La majorité des gens la critiquait. Les autres, au mieux, la plaignaient avec condescendance. Pourtant cela faisait plus de quinze ans que madame Irène vivait dans cette petite ville. Elle avait même partagé avec eux la période de l’exil. Ses enfants fréquentaient l’école et avaient même quelques copains et copines. Mais, voilà, elle n’était pas de chez eux. Bien qu’originaire d’ici, son mari n’était qu’un voyou notoire. Chaque jeudi, madame Irène faisait son marché et en revenait tôt. Ainsi, elle croisait le minimum de gens. Elle salua la vieille femme qui était à sa fenêtre :
- Bonjour Demoiselle Agathe (Juste à ce moment sortait) Bonjour madame Chlodère.
- Bonjour madame Irène.
L’Oda plaignait cette pauvre dame. Pense-voir, son mari l’avait plaqué, elle et ses cinq enfants. On racontait qu’il était parti là-bas aux Colonies. En fait, personne n’en savait rien. Et la plupart, plaignait cette femme d’une quarantaine d’années qui, pourtant, était encore « pas mal pour son âge » gloussait le père Galate après avoir déversé une brouette de propos salaces.
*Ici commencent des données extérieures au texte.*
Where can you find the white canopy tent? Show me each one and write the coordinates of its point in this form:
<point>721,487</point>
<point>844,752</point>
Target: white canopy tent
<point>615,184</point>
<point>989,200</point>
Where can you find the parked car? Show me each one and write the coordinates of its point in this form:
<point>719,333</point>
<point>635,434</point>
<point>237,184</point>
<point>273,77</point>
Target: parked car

Les plus sensés, sans doute pour s’excuser, disait qu’elle éduquait bien ses enfants, qu’ils étaient toujours impeccables et bien polis.
Pour le Milou, l’époux de l’Oda, qui connaissait l’homme de réputation, c’était ce qu’il pouvait arriver de mieux à cette dame. Selon lui, l’homme fréquentait des voyous à Nancy. Certains de chez nous se souvenaient que lors de l’exil, il avait fait des choses pas bien nettes : c’était le roi du marché noir. Il a le mal dans le sang, rajoutaient d’autres qui, pourtant, étaient passés par lui pour se ravitailler.